Moon and Its Effects
• Because Earth orbits the Sun as the Moon
revolves around Earth, the Moon must
actually travel farther than one revolution
to complete a cycle of phases.
– 27 1/3 days to complete one revolution
around Earth (sidereal month)
– 29 1/2 days to complete a cycle of phases
(synodic month)
Moon and Its Effects
• The shape of the Moon’s orbit is elliptical
– Its closest distance from Earth (perigee)
is about 356,000 km
– Its farthest distance from Earth (apogee)
is about 407,000 km
• The position of the Moon with respect to
the Sun and Earth is responsible for Earth
tides, Moon phases, and eclipses.
Tides
• The cyclic changes in Earth-Moon Sun
alignments are responsible for cyclic
fluctuations in the high and low tides of
oceans and other large bodies of water.
– Tides fluctuate throughout the course of the
day as well as the month.
• Every day large bodies of water experience
two cycles of high tides and two cycles of
low tides.
Tides
– When Earth, Moon, and Sun are positioned in
a straight line spring tides occur.
• Spring tides feature the largest range in
ocean levels between high and low tides.
– When Earth, Moon, and Sun are at right
angles to one another neap tides occur.
• Neap tides show the smallest range of
ocean levels between high and low tides.
Moon Phases
• At any given time half of the Moon’s
surface is illuminated by the Sun.
• As the moon revolves around the Earth,
the amount of the illuminated portion of the
Moon that faces Earth varies in a cyclic
fashion called phases.
Moon Phases
Eclipses
• During a solar eclipse, the Moon passes
directly between Earth and the Sun, and
people standing in the path of the Moon’s
shadow see an eclipse of the Sun.
– Because the Sun is a sphere there are 2 parts
of the Moon’s shadow:
• Umbra = area of total darkness (total eclipse)

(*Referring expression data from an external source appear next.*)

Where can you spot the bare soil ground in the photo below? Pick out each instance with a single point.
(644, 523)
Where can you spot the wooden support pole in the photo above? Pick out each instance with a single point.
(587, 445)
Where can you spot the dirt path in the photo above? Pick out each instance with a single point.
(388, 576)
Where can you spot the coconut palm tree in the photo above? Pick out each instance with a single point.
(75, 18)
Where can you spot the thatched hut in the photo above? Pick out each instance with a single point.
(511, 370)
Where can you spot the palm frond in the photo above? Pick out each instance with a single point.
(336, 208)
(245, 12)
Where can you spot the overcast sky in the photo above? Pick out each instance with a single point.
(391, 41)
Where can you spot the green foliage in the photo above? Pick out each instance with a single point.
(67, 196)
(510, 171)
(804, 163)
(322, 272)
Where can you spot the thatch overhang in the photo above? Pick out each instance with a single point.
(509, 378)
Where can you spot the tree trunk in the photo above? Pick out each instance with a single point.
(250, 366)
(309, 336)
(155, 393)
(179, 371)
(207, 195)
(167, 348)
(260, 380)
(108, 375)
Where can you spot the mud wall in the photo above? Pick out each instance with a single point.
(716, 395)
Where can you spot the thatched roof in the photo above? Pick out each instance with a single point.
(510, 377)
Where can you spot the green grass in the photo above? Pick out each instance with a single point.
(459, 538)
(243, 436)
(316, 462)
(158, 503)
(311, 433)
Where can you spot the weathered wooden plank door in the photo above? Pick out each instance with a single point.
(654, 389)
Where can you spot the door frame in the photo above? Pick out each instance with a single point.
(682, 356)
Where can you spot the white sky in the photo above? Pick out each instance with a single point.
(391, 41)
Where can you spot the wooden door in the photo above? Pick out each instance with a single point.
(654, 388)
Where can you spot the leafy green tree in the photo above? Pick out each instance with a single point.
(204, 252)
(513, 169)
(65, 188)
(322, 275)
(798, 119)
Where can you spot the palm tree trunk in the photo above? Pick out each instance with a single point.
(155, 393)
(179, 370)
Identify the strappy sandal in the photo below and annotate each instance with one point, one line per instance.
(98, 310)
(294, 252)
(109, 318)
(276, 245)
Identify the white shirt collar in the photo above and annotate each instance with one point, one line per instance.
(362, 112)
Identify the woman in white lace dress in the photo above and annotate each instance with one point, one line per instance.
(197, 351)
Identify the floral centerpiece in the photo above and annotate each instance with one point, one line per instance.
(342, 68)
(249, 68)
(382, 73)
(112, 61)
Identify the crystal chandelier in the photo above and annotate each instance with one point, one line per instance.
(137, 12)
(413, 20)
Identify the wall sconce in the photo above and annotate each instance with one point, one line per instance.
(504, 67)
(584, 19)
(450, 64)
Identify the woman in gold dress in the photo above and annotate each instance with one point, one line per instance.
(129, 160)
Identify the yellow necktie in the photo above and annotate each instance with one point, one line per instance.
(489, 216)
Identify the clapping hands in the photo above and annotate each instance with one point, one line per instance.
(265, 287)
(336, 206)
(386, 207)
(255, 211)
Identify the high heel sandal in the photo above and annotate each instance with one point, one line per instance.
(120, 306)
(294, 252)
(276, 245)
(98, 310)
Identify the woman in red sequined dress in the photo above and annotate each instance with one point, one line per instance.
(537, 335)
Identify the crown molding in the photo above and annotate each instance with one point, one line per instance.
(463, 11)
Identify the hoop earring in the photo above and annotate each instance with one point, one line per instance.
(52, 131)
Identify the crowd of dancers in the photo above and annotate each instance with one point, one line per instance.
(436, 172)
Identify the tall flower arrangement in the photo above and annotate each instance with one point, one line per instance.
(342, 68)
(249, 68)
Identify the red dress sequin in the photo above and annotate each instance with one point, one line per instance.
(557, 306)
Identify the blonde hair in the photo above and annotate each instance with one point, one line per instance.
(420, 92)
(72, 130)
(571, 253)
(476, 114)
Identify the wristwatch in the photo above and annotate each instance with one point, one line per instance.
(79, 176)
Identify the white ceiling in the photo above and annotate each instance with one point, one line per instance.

• Penumbra = area of partial darkness (partial
eclipse)
Eclipses
• During a total solar eclipse when the moon
is at apogee, the Moon’s umbra does not
reach all the way down to Earth and we
will see the outer edge of the Sun.
• This is called an annular eclipse.
Eclipses
• During a lunar eclipse, the Moon moves
through Earth’s shadow and people on the
nighttime side of the Earth see an eclipse
of the Moon.
– Occurs only at full moon phase
– Why don’t we have eclipses every month?
• Angle between Earth orbit and Moon orbit
is about 5 degrees so the Moon is usually
above or below the plane of the Earth.